Lundi, Mode Suisse a réuni plus de 20 marques remarquables de créativité et de singularité. Chaque année, la plateforme, qui a notamment propulsé des créateurs tels que Kevin Germanier, marque de mieux en mieux les esprits. Pourtant, sa pérennité demeure un combat de tous les jours, dans un pays où la culture semble toujours plus reléguée au second plan. Réflexions sur l’évolution de cette industrie, d’hier à aujourd’hui, avec Yannick Aellen, fondateur de Mode Suisse, mais avant tout passionné dévoué.
Trois défilés, 22 marques, 1800 invités, en un seul jour.
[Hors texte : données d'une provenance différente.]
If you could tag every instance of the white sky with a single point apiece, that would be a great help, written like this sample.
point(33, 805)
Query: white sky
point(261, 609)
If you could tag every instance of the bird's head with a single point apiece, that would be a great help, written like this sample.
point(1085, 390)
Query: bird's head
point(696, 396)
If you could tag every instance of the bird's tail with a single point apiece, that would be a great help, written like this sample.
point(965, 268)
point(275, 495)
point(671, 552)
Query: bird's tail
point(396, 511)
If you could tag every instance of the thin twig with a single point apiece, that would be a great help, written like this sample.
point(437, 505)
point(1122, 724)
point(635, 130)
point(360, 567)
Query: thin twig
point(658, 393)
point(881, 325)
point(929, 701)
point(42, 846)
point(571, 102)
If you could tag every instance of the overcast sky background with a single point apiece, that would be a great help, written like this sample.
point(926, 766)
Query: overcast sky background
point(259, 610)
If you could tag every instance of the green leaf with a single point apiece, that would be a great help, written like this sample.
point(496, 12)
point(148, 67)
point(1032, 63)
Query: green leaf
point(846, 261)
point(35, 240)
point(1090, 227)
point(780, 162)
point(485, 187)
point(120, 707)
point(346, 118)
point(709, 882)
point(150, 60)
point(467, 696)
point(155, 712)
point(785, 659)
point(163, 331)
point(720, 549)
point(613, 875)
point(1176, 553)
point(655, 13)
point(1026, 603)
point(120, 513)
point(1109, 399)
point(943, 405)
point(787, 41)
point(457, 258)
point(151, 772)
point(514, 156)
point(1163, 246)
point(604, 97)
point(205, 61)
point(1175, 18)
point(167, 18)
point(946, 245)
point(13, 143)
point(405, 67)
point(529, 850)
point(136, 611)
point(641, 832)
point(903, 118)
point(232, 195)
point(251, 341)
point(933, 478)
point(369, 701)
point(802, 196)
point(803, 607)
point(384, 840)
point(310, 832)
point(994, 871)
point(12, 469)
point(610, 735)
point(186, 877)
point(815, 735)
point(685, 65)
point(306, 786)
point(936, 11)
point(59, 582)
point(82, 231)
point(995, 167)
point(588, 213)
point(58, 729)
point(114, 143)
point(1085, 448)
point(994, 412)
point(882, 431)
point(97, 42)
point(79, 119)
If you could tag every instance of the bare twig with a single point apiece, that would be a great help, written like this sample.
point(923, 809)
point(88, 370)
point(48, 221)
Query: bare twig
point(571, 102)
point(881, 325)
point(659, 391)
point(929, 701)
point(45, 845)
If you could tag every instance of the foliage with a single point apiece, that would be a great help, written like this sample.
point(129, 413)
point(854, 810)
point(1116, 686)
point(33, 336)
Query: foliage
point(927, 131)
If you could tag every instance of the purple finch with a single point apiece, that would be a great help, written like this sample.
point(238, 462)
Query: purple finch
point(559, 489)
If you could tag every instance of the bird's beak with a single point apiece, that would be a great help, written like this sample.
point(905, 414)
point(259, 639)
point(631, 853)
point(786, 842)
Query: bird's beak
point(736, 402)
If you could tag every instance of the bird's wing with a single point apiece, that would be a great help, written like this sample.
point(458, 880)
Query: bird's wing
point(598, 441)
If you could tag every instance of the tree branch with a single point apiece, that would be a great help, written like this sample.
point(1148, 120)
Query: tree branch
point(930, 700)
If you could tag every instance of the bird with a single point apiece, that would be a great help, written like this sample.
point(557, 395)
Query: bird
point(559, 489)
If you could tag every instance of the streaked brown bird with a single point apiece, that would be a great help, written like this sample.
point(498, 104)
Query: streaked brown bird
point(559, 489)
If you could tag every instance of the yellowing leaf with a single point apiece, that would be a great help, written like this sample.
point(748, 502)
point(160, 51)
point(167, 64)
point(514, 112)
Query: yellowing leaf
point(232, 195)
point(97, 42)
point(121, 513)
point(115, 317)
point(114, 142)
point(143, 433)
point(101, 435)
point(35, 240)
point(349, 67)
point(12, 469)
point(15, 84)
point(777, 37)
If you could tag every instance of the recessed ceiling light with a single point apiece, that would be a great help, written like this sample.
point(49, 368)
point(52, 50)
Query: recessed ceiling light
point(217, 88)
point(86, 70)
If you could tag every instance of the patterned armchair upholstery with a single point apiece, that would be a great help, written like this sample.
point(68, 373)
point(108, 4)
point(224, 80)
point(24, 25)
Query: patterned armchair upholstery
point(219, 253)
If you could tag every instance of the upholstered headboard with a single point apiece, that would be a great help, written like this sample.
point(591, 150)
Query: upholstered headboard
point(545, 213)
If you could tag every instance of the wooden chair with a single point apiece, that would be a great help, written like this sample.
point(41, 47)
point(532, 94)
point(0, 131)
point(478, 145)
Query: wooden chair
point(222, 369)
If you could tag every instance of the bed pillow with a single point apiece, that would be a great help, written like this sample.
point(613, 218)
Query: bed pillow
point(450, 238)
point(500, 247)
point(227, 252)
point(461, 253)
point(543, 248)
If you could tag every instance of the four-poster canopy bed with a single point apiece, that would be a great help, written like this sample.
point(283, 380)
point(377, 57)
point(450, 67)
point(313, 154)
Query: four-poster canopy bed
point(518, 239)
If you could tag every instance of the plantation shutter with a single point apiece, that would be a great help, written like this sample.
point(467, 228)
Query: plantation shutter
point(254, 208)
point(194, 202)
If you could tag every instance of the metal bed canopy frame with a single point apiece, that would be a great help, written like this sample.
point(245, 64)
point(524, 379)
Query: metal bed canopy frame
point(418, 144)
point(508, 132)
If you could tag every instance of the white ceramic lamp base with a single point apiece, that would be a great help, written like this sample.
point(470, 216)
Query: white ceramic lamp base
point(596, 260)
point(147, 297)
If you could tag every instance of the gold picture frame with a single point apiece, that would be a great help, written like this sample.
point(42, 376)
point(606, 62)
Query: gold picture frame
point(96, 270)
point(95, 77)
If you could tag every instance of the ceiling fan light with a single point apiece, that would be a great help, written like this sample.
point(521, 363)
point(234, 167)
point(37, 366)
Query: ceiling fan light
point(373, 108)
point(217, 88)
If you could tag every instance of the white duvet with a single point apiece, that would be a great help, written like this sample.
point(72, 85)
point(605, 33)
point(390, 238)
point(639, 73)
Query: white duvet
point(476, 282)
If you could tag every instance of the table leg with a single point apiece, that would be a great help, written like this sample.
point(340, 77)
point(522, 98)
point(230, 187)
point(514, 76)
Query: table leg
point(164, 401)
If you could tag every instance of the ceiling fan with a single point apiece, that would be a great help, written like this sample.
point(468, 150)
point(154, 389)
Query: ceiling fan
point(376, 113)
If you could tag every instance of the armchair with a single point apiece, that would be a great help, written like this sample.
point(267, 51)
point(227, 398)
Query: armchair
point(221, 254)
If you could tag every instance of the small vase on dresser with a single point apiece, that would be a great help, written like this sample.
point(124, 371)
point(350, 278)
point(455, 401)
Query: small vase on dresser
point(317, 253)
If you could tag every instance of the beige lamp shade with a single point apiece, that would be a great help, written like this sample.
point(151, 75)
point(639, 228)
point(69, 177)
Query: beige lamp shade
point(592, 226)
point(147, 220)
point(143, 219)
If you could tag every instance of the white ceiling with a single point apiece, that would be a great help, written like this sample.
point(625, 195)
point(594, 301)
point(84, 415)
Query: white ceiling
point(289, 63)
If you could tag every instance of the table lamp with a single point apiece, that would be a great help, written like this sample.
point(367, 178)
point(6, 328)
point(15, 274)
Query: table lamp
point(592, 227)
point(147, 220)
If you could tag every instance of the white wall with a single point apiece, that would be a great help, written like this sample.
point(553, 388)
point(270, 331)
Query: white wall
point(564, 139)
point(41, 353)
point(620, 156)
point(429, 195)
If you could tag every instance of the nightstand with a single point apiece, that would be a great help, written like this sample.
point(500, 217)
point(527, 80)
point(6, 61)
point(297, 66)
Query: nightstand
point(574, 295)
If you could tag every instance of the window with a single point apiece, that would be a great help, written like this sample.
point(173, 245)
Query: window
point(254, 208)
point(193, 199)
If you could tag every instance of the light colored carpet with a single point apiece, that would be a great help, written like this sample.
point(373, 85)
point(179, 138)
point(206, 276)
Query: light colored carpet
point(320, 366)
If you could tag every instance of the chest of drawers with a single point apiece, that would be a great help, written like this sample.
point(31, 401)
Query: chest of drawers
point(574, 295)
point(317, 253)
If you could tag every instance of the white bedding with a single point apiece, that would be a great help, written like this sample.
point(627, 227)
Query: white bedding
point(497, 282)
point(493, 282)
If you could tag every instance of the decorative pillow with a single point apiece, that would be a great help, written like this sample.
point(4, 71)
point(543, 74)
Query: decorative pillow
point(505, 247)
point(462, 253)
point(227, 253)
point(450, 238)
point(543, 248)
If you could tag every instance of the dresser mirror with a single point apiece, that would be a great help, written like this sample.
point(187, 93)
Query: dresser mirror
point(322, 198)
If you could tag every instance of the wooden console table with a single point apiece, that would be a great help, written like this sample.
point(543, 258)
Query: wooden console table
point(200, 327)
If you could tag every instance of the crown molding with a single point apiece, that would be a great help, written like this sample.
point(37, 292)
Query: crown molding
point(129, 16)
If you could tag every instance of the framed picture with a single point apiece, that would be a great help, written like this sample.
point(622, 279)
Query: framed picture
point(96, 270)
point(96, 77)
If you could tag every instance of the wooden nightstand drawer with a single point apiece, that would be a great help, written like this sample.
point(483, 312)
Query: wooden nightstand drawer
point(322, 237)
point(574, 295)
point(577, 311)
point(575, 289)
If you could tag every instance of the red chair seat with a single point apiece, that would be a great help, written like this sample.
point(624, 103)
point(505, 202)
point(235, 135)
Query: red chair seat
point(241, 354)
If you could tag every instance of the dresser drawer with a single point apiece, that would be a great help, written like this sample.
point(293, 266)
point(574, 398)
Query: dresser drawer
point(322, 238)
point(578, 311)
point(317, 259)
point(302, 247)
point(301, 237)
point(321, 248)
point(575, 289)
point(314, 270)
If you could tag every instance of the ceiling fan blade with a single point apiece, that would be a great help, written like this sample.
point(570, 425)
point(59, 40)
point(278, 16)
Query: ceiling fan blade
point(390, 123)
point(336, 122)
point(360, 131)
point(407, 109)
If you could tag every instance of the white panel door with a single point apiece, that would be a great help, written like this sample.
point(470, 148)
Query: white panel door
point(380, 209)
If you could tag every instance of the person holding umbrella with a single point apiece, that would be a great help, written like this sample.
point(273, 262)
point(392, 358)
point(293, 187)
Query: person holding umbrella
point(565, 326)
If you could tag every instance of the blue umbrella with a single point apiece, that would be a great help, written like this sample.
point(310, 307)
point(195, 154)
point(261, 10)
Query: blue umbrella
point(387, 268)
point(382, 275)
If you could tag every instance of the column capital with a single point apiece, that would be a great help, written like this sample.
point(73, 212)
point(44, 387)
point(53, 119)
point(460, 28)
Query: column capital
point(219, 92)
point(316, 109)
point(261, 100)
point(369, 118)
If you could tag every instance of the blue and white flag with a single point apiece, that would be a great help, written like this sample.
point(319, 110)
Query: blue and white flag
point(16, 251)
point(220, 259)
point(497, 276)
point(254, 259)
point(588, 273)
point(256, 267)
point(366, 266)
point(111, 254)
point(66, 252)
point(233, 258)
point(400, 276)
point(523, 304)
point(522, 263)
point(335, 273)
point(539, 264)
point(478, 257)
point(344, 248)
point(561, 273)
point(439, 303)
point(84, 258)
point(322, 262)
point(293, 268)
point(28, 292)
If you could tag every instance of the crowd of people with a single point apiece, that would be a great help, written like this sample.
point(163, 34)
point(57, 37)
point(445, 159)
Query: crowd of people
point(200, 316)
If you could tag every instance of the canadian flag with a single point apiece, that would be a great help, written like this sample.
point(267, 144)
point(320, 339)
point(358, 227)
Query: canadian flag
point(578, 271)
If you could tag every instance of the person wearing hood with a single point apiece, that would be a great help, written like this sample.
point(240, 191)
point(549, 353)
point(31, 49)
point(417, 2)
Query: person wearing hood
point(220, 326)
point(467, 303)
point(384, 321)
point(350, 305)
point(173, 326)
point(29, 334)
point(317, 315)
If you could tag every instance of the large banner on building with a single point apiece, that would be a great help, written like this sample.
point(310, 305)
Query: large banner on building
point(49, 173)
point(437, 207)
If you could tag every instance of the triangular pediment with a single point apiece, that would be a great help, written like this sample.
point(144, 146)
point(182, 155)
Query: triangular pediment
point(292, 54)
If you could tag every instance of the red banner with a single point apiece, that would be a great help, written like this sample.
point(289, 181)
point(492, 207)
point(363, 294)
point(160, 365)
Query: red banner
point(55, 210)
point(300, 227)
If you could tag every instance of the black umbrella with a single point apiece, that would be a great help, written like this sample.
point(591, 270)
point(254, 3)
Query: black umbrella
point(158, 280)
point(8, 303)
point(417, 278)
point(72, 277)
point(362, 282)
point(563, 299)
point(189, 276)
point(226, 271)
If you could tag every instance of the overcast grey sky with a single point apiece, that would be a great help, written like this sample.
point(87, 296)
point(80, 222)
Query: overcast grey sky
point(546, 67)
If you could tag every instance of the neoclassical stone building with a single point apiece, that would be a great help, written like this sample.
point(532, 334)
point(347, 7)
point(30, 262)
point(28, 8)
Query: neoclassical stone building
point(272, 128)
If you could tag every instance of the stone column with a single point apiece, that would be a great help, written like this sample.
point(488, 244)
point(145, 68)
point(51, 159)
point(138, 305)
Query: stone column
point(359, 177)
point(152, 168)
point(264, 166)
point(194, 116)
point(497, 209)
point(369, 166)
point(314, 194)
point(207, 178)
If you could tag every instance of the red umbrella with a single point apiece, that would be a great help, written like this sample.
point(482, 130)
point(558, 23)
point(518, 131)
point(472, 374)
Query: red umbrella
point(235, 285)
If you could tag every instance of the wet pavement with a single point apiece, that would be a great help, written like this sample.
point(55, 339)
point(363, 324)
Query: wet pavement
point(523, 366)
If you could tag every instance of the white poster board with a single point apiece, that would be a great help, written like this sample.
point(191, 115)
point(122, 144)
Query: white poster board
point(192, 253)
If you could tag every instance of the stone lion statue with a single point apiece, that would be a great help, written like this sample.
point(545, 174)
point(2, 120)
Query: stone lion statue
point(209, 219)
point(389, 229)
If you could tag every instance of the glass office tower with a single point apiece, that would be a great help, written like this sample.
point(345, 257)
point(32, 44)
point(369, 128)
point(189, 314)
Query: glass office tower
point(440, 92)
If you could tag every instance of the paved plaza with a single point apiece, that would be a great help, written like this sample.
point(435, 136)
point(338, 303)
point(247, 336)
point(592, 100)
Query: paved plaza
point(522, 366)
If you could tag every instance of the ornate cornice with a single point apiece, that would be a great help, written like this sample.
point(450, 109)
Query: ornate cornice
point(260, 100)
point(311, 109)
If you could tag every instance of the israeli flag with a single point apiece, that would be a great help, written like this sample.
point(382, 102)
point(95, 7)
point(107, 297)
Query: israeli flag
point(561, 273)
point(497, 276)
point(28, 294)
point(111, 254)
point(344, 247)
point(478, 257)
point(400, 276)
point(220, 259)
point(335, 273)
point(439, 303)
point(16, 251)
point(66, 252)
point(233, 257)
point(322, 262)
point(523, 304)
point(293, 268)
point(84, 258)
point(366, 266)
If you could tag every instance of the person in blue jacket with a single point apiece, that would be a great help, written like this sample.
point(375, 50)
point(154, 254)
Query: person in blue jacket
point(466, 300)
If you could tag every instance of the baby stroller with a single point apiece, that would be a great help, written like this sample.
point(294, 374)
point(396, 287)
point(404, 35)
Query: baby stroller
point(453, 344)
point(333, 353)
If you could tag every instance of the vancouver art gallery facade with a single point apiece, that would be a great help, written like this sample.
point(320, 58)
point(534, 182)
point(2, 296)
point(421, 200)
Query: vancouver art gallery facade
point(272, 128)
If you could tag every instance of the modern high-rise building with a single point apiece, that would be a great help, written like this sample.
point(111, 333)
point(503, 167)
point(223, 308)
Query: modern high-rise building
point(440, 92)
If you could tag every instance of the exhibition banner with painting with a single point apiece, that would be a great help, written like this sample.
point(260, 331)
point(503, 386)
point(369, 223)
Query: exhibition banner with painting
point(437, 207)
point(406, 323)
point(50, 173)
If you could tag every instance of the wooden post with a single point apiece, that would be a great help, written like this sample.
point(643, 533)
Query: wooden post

Pour sa 24e édition, Mode Suisse a vu les choses en grand. La raison? Simple: « La Suisse déborde de talents dans le domaine de la mode », affirme avec ferveur, auprès de ELLE, Yannick Aellen, le fondateur et curateur de cette plateforme. Pour preuve, lundi 2 septembre, à l’issue de plus de cinq heures de spectacle, l’engouement au cœur de la mythique Kunsthaus de Zurich était palpable. Emerveillés, les invités n’ont pas tari d’éloges sur l’événement: « génial », « audacieux », « émouvant ». Une certitude s’impose: « Mode Suisse & Friends 2024 » n’a pas seulement atteint son objectif, elle l’a transcendé, consolidant la Suisse dans une position légitime d’épicentre de l’innovation dans la mode.
Laboratoire de talentueuses mains
Les défilés de Mode Suisse ont fait leur renommée en devenant très rapidement des rendez-vous incontournables pour contempler les nouvelles idées de noms récurrents de la création helvétique. Sur le podium de sa 24e édition, les spectateurs ont notamment pu retrouver la Bernoise Nina Yuun et ses fabuleuses pièces en nubi, l’élégance intemporelle d’enSoie, forte de ses 130 ans d’histoire, les créations à la portée sociale de la griffe zurichoise Mourjjan, ou encore les trésors futuristes de la Genevoise Sarah Bounab. Mais cette nouvelle édition n’a pas seulement mis en lumière des coutumiers. Elle a aussi été un écrin de fabuleuses découvertes.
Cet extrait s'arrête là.